El solitario camino del emprendedor
- Luis Yumha Estay
- 5 feb 2025
- 2 Min. de lectura
Cuando hablamos de emprendimiento, solemos destacar lo positivo: la libertad, la independencia, el propósito, el crecimiento. Y todo eso es cierto. Emprender puede ser una de las experiencias más desafiantes y transformadoras de la vida.
Pero hay una parte de este camino que pocas veces se visibiliza: la soledad.
Empezar con entusiasmo, continuar con coraje
Todo comienza con energía. Una idea, una oportunidad, una motivación. La decisión de emprender suele venir acompañada de un impulso fuerte: querer cambiar algo, construir algo propio, tomar el control de la vida profesional.
Sin embargo, con el paso del tiempo, uno se da cuenta de que este camino no solo exige trabajo duro o creatividad. También demanda sostenerse, avanzar con incertidumbre y enfrentar decisiones en completa soledad.
Realidades que no siempre se cuentan
No tienes jefes, pero tampoco un equipo que te respalde todos los días.
No hay horarios, pero eso también significa que el trabajo te acompaña siempre.
Las decisiones las tomas tú, con sus aciertos... y sobre todo, con sus errores.
El éxito es compartido con quienes te apoyan, pero los problemas casi siempre los enfrentas solo.
A esto se suman los comentarios —siempre bien intencionados, pero a veces desalentadores— que muchas personas emprendedoras escuchamos una y otra vez:
“¿Y cuándo vas a buscar un trabajo de verdad?”“¿Para qué te complicas tanto si podrías estar contratado?”“Eso de ser tu propio jefe suena bonito, pero… ¿y las cuentas?”

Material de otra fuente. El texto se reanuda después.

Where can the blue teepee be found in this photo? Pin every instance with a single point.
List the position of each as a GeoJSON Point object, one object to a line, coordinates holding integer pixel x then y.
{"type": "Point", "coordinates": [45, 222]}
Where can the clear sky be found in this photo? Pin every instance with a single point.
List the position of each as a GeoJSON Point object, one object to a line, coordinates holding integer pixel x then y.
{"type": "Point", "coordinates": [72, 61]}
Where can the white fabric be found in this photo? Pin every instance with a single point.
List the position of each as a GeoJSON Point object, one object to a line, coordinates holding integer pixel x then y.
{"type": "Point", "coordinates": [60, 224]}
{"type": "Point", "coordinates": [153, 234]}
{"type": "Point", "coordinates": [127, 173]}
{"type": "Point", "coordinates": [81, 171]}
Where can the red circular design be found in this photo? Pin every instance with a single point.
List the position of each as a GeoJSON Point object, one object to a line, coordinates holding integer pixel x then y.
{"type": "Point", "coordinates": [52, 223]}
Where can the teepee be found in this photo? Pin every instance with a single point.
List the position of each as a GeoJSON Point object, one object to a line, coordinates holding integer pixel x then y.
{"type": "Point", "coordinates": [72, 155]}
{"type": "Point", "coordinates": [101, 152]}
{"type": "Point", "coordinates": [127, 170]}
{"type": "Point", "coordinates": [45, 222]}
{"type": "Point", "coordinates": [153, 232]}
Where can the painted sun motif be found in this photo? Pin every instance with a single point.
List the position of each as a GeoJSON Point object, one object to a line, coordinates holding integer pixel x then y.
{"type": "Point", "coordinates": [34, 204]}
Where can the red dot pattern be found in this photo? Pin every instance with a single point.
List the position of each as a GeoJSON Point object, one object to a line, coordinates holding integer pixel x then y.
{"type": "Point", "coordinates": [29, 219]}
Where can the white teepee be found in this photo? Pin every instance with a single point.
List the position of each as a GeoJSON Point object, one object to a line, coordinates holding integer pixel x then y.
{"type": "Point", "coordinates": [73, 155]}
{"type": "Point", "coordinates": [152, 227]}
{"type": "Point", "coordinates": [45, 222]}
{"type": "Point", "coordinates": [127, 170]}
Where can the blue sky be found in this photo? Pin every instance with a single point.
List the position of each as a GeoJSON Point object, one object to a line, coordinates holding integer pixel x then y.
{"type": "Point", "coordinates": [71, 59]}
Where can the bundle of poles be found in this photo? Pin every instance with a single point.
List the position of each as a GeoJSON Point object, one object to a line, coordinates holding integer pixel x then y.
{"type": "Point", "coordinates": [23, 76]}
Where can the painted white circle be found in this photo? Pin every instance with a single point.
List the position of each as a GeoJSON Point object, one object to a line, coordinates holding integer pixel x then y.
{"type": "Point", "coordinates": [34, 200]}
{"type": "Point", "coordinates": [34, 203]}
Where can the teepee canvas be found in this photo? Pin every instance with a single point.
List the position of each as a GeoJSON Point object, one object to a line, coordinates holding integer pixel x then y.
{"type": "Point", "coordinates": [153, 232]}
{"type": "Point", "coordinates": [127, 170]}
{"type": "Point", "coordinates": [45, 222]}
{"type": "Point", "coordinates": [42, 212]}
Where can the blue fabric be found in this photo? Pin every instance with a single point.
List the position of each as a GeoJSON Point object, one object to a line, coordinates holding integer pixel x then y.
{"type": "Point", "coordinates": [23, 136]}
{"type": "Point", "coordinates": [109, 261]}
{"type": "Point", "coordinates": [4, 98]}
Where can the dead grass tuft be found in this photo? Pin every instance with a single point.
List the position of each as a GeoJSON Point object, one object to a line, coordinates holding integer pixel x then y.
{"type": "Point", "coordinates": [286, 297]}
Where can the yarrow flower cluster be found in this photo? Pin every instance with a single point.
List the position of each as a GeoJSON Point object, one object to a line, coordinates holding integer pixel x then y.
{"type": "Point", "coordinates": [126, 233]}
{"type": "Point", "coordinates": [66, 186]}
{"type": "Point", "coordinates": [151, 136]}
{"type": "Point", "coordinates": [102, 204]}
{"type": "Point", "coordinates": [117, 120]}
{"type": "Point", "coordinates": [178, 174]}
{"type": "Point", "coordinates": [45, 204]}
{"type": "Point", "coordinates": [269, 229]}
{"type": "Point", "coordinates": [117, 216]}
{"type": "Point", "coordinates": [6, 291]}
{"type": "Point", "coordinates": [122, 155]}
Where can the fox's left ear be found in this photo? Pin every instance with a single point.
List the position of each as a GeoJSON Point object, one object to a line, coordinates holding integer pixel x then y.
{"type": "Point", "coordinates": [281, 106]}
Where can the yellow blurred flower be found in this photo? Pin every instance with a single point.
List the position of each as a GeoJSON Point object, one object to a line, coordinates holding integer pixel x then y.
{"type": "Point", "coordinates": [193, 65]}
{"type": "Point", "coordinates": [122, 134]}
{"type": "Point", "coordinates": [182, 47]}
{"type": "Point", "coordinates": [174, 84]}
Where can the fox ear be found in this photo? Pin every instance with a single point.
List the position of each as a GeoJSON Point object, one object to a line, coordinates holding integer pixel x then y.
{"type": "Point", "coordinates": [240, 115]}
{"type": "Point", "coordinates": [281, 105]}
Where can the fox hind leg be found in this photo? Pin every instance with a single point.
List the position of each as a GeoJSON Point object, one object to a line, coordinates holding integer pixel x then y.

Frases que vienen de familiares, amistades, incluso colegas, y que reflejan una mirada todavía muy instalada: la de que emprender es un plan B, un paso temporal, o incluso un capricho.
Lo más difícil no siempre es levantar el negocio
Muchas veces, lo más duro es sostener la motivación cuando las cosas no salen como esperabas. Cuando dudas de tu modelo de negocio, de tu estrategia o incluso de ti mismo. Cuando no hay resultados visibles, ni reconocimiento, ni certezas.
Emprender no es solo aprender de negocios. Es aprender a sostenerse. A levantarse sin aplausos. A creer incluso cuando el entorno duda.
Un camino que vale la pena
No es un camino para todos, y está bien que así sea. Pero quienes lo recorremos, sabemos que cada paso, incluso el más silencioso, construye algo valioso.
Si estás en ese momento en que todo pesa, en que aparecen las dudas o sientes que caminas solo… recuerda esto: no estás solo. Hay muchas personas enfrentando los mismos desafíos, cada día.
Este blog busca ponerle palabras a esas experiencias. Para que también las hablemos, las compartamos y, de a poco, las transformemos.